Thursday, 16 May 2013

Don't get stung by one of driving's biggest distractions

IT WAS on a fine summer’s afternoon I discovered perhaps the most dangerous driving distraction known to man.

The Government’s answered calls – although not on a mobile phone while at the wheel, obviously – to up the penalty for those caught texting while driving to ninety quid. Rightly so, I reckon, because trying to spk 2 ur m8 abt 2nite while at the helm of an Audi A4 in the outside lane is, in anyone’s book, a recipe for disaster.

Unfortunately, the Ministry of Transport hasn’t yet found ways to legislate against some equally attention-grabbing, but rather less avoidable, motoring distractions. Nanny State could, for example, do something about those lorries you always find conveniently parked up in fields alongside motorways and dual carriageways, but of far more pressing concern are the appalling spelling, grammatical and punctual errors on an alarming number of them. One, at the side of the A1, reads “Believe ON the Lord Jesus Christ”*, which constantly provokes in-car debate about whether it’s best to believe while standing, quite literally, on the son of God. Another, plugging a car care specialist, proclaims “Diesel’s repaired”. Is it? Trust me, there are few things more dangerous while driving on a dual carriageway than being forced to consult my imaginary copy of Eats, Shoots and Leaves.

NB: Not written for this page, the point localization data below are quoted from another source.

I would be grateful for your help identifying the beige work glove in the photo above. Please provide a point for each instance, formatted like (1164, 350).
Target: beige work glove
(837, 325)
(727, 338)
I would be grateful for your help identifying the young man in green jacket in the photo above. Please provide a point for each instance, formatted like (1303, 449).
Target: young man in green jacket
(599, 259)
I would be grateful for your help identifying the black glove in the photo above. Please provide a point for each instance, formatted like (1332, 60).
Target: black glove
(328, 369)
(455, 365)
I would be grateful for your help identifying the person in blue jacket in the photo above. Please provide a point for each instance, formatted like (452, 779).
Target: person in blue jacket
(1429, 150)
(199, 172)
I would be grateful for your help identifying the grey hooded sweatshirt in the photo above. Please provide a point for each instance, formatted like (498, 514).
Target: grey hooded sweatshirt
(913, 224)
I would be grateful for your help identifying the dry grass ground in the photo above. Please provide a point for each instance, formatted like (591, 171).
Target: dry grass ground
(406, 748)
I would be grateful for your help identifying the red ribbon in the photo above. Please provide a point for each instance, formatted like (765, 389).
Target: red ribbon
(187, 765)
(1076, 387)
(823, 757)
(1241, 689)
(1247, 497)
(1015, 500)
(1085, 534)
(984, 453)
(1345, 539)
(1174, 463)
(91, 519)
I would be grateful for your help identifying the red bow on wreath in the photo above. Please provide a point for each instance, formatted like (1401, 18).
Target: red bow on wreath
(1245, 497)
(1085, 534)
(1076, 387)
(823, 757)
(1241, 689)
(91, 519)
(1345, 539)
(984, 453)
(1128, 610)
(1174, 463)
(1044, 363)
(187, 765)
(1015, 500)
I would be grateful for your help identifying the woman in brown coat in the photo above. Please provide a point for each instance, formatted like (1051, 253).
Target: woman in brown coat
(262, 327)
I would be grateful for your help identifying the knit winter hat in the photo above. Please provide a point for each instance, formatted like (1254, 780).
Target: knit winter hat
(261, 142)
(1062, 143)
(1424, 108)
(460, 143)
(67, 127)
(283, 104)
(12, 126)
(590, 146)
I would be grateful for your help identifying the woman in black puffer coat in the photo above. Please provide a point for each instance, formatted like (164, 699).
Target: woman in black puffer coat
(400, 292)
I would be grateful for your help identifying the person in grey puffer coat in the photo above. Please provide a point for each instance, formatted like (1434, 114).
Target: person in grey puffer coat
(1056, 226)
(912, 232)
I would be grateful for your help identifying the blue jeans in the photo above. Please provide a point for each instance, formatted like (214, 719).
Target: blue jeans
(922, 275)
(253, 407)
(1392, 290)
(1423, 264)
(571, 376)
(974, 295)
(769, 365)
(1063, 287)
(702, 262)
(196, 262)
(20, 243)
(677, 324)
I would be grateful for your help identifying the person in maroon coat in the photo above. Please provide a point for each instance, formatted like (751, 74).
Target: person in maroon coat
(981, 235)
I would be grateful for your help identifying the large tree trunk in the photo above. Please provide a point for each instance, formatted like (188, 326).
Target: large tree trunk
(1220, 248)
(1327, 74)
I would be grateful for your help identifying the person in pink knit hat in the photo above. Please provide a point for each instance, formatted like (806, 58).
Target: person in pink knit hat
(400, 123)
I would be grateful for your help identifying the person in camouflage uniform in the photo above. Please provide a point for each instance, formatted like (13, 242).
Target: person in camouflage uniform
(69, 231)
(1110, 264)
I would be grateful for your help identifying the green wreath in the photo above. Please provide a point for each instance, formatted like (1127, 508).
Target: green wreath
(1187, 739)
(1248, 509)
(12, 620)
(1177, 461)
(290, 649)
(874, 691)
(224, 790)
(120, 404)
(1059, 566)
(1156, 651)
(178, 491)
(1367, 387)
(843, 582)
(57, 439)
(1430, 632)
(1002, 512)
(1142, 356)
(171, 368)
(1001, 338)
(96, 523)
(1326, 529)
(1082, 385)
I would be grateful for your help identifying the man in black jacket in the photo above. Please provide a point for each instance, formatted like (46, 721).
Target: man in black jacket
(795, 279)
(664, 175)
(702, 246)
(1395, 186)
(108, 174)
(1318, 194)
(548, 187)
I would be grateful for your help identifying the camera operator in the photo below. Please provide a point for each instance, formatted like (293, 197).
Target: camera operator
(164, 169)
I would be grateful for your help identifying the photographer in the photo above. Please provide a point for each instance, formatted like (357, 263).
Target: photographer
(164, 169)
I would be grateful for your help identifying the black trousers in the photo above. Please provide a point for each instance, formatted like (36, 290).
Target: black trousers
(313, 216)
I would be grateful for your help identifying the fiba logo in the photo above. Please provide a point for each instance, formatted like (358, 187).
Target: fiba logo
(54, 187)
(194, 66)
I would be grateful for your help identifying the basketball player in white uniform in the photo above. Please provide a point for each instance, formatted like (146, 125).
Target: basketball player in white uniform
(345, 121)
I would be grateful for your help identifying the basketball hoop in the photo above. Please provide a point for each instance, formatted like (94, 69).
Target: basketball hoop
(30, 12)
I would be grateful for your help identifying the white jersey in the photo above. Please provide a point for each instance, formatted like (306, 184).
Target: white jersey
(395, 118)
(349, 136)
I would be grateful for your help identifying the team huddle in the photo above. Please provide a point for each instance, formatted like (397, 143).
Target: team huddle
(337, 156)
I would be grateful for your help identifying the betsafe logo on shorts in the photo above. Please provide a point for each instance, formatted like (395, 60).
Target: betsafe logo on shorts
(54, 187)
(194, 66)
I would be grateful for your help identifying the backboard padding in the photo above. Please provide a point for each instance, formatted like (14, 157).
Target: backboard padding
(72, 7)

There’s also the unavoidable motoring horror of the sneeze, which not only blinds you entirely for half a second or so but, if it catches you off-guard, leaves the inside of your windscreen covered in snot (interior windscreen wipers, by the way, could be a great suggestion for anyone thinking of entering Dragons’ Den). Driving while preoccupied by a recent bereavement is a no-no too, and if you’re a man, there’s the added distraction of billboards with pictures of Keira Knightley on them.

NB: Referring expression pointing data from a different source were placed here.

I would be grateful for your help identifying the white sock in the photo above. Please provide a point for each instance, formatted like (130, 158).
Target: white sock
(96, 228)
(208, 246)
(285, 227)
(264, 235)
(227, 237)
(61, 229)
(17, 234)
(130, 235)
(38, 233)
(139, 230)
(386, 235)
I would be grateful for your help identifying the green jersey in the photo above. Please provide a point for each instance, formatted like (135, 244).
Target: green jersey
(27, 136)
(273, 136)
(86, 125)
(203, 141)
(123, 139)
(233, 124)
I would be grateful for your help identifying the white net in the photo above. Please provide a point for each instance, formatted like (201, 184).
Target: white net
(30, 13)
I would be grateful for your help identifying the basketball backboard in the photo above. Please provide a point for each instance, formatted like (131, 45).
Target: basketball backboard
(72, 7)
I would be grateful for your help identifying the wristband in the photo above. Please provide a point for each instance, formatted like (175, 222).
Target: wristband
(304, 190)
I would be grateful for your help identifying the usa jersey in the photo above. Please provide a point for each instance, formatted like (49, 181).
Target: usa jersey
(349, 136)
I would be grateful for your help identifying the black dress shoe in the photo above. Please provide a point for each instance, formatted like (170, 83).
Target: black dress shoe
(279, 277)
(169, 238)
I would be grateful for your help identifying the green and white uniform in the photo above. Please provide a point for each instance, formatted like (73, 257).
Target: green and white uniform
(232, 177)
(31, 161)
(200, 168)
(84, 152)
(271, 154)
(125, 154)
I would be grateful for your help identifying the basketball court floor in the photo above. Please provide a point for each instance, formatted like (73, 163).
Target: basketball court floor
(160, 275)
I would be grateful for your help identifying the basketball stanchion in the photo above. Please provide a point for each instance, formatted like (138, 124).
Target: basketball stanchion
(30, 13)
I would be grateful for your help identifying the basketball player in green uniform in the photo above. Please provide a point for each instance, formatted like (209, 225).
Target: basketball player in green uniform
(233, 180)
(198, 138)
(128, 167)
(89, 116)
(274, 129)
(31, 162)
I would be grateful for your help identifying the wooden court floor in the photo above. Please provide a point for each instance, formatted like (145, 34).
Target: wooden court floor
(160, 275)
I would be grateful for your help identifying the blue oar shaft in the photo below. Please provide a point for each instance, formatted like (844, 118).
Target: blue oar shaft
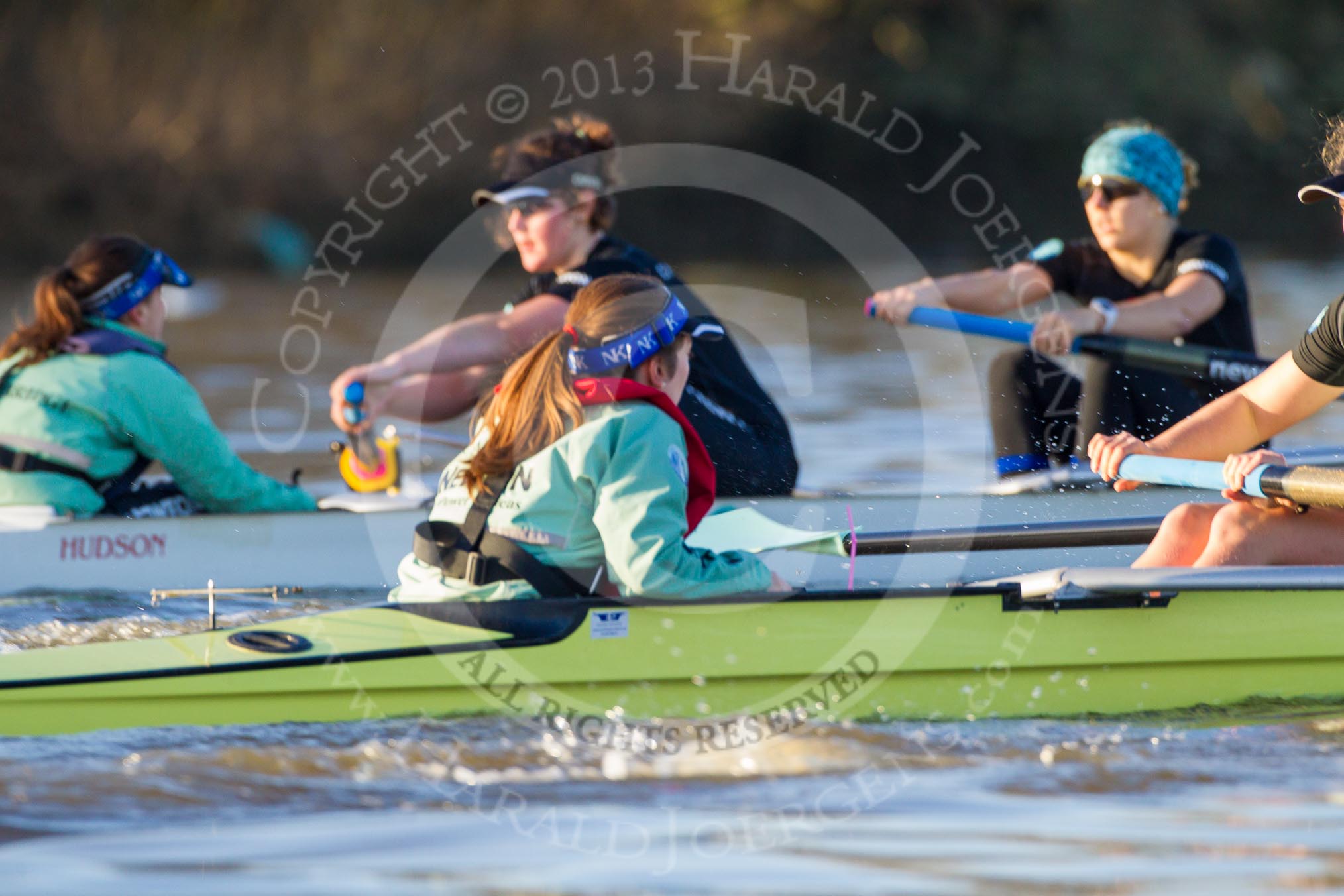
(975, 324)
(1314, 485)
(1199, 362)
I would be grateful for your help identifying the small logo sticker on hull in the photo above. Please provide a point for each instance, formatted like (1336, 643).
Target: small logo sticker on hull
(610, 624)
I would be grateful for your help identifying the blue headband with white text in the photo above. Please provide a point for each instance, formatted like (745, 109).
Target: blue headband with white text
(136, 285)
(634, 349)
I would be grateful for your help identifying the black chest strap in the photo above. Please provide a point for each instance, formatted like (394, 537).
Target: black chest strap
(477, 557)
(19, 461)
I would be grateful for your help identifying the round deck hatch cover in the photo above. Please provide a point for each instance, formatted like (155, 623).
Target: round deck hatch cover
(265, 641)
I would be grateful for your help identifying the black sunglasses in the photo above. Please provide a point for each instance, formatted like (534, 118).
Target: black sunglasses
(1111, 188)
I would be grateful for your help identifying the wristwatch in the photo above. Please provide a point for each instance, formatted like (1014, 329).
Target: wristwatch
(1108, 312)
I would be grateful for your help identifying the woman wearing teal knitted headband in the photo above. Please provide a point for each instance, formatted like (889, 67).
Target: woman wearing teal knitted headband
(1140, 276)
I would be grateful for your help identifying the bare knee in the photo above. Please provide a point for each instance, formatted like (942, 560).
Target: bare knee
(1184, 519)
(1233, 532)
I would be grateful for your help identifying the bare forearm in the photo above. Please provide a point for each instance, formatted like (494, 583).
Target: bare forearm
(1162, 317)
(467, 343)
(1226, 426)
(433, 398)
(995, 292)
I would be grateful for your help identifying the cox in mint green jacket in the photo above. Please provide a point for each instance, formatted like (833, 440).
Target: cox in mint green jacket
(101, 412)
(610, 492)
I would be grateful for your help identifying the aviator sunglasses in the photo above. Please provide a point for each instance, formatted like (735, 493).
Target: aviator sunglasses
(1111, 188)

All of these however, pale into comparision with the distraction I encountered on that gloriously sunny afternoon in the North Yorkshire countryside. I was driving a bright yellow Triumph Spitfire – read badly built Mazda MX-5 if you haven’t done your GCSEs yet – down the country lanes, lapping up the rays, when a bee landed on the inside of the windscreen. Seconds later, it flew off and landed straight on my chest. All the advanced driving lessons in the world can’t help prepare you for a spot of motoring melissophobia. How I didn’t crash someone else’s prized classic sports car, I will never know!

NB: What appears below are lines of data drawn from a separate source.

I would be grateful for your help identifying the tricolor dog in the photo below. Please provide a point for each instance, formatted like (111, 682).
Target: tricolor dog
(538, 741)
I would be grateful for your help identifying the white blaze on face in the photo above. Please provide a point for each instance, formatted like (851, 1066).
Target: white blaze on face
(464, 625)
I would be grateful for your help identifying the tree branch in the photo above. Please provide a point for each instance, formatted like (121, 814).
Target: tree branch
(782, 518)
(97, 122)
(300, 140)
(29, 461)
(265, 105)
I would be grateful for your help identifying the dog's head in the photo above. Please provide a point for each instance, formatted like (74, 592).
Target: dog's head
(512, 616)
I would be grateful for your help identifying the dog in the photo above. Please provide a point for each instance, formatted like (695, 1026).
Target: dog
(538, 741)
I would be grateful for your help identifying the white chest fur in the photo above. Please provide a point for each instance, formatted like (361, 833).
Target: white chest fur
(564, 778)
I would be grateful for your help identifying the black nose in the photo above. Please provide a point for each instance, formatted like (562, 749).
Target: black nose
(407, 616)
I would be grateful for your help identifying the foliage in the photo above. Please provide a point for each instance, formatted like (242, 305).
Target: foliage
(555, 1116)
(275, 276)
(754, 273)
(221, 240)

What’s more, while bees are fairly benign creatures which only sting when they’re threatened, I dread the day when a wasp – a useless species which stings small children just for fun – decides to join me for the drive.

The Government don’t just need to clamp down on texting drivers. They need to ban wasps as well.

*I am aware that 'on' and 'in' are both, for historical reasons, considered acceptable, but it still draws up interesting debates about the evolution of the English language. Just one I'd prefer not to have while driving along the A1.